Wang Liewei, Thomae Bianca, Eckloff Bruce, Wieben Eric, Weinshilboum Richard
Department of Molecular Pharmacology and Experimental Therapeutics, Mayo Graduate School-Mayo Clinic-Mayo Foundation, Rochester, MN 55905, USA.
Biochem Pharmacol. 2002 Aug 15;64(4):699-710. doi: 10.1016/s0006-2952(02)01223-6.

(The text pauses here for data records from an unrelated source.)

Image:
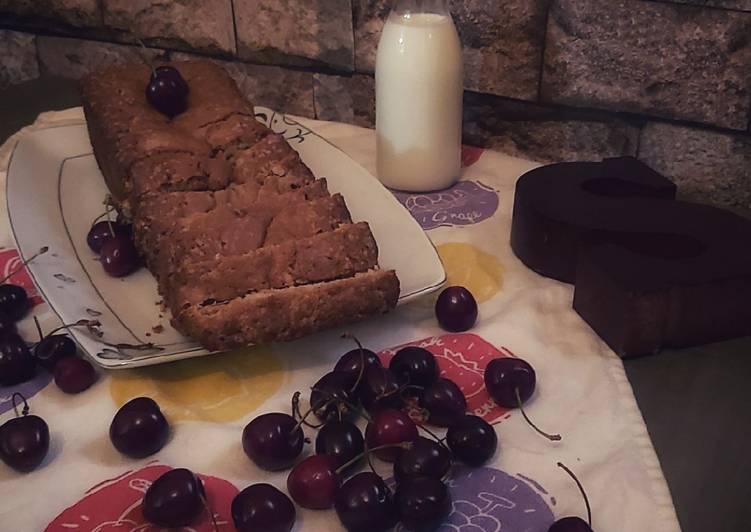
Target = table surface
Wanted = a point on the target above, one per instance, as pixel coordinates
(694, 401)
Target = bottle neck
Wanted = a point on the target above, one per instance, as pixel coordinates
(440, 7)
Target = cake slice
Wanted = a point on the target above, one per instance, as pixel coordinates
(246, 245)
(289, 313)
(336, 254)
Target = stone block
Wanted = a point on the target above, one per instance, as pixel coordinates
(52, 13)
(19, 54)
(661, 59)
(708, 166)
(296, 32)
(502, 42)
(74, 58)
(185, 24)
(545, 134)
(349, 99)
(280, 89)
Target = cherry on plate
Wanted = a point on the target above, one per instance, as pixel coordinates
(313, 482)
(262, 507)
(444, 402)
(119, 256)
(105, 230)
(273, 441)
(472, 440)
(341, 440)
(74, 375)
(426, 458)
(390, 427)
(139, 428)
(175, 499)
(456, 309)
(53, 348)
(423, 503)
(365, 504)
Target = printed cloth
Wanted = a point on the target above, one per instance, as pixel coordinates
(582, 392)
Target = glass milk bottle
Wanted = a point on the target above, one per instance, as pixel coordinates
(419, 86)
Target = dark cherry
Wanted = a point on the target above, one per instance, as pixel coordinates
(365, 504)
(139, 428)
(119, 256)
(51, 349)
(273, 441)
(341, 440)
(313, 482)
(17, 365)
(423, 503)
(456, 309)
(504, 376)
(24, 440)
(14, 301)
(414, 365)
(444, 402)
(570, 524)
(351, 361)
(379, 389)
(74, 375)
(426, 458)
(7, 326)
(472, 440)
(105, 230)
(174, 500)
(167, 91)
(390, 427)
(262, 507)
(331, 396)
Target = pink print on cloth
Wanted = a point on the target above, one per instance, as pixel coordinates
(10, 261)
(115, 505)
(470, 155)
(465, 203)
(462, 358)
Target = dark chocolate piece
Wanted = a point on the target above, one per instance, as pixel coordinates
(650, 272)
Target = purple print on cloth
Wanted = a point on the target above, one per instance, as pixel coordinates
(28, 389)
(467, 202)
(489, 500)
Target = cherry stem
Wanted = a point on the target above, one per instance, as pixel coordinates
(79, 323)
(39, 328)
(551, 437)
(362, 360)
(402, 445)
(310, 410)
(442, 441)
(14, 271)
(25, 409)
(581, 488)
(296, 411)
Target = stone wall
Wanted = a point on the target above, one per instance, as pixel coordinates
(668, 81)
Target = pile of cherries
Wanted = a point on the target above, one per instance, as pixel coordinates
(55, 352)
(113, 243)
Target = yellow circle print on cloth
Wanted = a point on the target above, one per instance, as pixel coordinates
(215, 388)
(466, 265)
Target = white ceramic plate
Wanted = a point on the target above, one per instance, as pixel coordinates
(55, 190)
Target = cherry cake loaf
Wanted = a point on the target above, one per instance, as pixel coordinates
(247, 246)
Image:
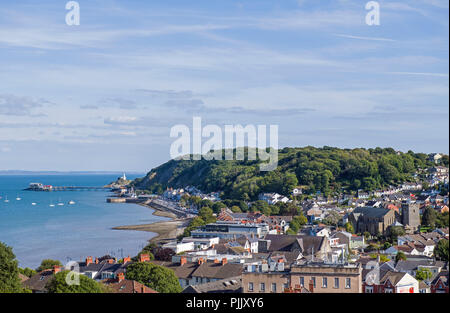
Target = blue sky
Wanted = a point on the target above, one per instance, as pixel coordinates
(104, 95)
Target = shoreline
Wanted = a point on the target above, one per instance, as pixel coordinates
(165, 230)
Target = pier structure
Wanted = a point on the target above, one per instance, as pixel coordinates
(41, 187)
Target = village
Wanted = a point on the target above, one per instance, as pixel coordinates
(386, 241)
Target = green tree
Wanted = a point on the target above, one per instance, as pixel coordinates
(423, 274)
(349, 228)
(27, 271)
(441, 250)
(48, 264)
(9, 271)
(87, 285)
(332, 218)
(400, 256)
(236, 209)
(206, 213)
(154, 276)
(218, 206)
(429, 217)
(395, 232)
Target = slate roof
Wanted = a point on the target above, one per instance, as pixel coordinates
(411, 265)
(393, 277)
(371, 212)
(307, 244)
(443, 276)
(38, 281)
(130, 286)
(228, 285)
(217, 270)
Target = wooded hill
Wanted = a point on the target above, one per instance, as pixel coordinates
(328, 170)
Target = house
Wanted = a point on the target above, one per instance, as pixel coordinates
(393, 282)
(201, 243)
(228, 285)
(273, 198)
(180, 246)
(440, 283)
(37, 283)
(230, 230)
(373, 220)
(202, 271)
(318, 247)
(122, 285)
(102, 268)
(319, 277)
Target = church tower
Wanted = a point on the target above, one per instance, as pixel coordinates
(410, 215)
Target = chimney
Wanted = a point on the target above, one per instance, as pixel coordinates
(144, 258)
(126, 260)
(311, 286)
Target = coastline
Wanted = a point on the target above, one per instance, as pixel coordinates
(165, 230)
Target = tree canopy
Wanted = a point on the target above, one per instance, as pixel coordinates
(87, 285)
(154, 276)
(9, 271)
(48, 264)
(325, 170)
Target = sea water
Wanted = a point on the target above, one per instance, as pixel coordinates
(68, 232)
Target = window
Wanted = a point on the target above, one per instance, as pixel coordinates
(348, 283)
(262, 287)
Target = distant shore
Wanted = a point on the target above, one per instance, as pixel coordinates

Histamine N-methyltransferase (HNMT) catalyzes one of two major metabolic pathways for histamine. The levels of HNMT activity and immunoreactive protein in human tissues are regulated primarily by inheritance. Previous studies of HNMT identified two common single nucleotide polymorphisms (SNPs), including a functionally significant nonsynonymous coding SNP (cSNP), (C314T, Thr105Ile), but that polymorphism did not explain all of the phenotypic variation. In the present study, a genotype-to-phenotype strategy was used to search for additional genetic factors that might contribute to the regulation of human HNMT activity. Specifically, we began by resequencing the human HNMT gene using 90 ethnically anonymous DNA samples from the Coriell Cell Repository and identified a total of eight SNPs, including the two that had been reported previously. No new nonsynonymous cSNPs were observed, but three of the six novel SNPs were located in the 5'-flanking region (5'-FR) of the gene-including a third common polymorphism with a frequency of 0.367 (36.7%). That observation directed our attention to possible genetic effects on HNMT transcription. As a first step in testing that possibility, we created and studied a series of reporter gene constructs for the initial 1kb of the HNMT 5'-FR. The core promoter and possible regulatory regions were identified and verified by electrophoresis mobility shift assays. We then studied the possible functional implications of the new common HNMT 5'-FR SNP. However, on the basis of reporter gene studies, that SNP appeared to have little effect on transcription. Phenotype-genotype correlation analysis performed with 112 human kidney biopsy samples that had been phenotyped for their level of HNMT activity confirmed that the common 5'-FR SNP was not associated with the level of HNMT activity in vivo. In summary, this series of experiments resulted in the identification of several novel HNMT polymorphisms, identification of the HNMT core promoter, and a comprehensive functional genomic study of a common HNMT 5'-FR SNP. These results represent an additional step in the definition of molecular genetic mechanisms involved in the regulation of this important autacoid-metabolizing enzyme in humans.
组胺N-甲基转移酶(HNMT)催化组胺两条主要代谢途径之一。人体组织中HNMT活性和免疫反应性蛋白水平主要受遗传调控。以往对HNMT的研究鉴定出两种常见的单核苷酸多态性(SNP),包括一个具有功能意义的非同义编码SNP(cSNP),即(C314T,Thr105Ile),但该多态性并不能解释所有表型变异。在本研究中,采用基因型-表型策略来寻找可能有助于调控人类HNMT活性的其他遗传因素。具体而言,我们首先使用来自科里尔细胞库的90份无种族信息的DNA样本对人类HNMT基因进行重测序,共鉴定出8个SNP,包括之前报道的2个。未观察到新的非同义cSNP,但6个新SNP中的3个位于该基因的5'侧翼区(5'-FR),包括一个频率为0.367(36.7%)的第三个常见多态性。这一发现将我们的注意力引向对HNMT转录可能的遗传效应。作为检验这一可能性的第一步,我们构建并研究了一系列针对HNMT 5'-FR最初1kb的报告基因构建体。通过电泳迁移率变动分析鉴定并验证了核心启动子和可能的调控区域。然后我们研究了新的常见HNMT 5'-FR SNP可能的功能影响。然而,基于报告基因研究,该SNP似乎对转录影响很小。对112份已根据HNMT活性水平进行表型分析的人类肾活检样本进行的表型-基因型相关性分析证实,常见的5'-FR SNP与体内HNMT活性水平无关。总之,这一系列实验鉴定出了几个新的HNMT多态性,确定了HNMT核心启动子,并对一个常见的HNMT 5'-FR SNP进行了全面的功能基因组研究。这些结果代表了在定义参与人类中这种重要自分泌代谢酶调控的分子遗传机制方面又迈出的一步。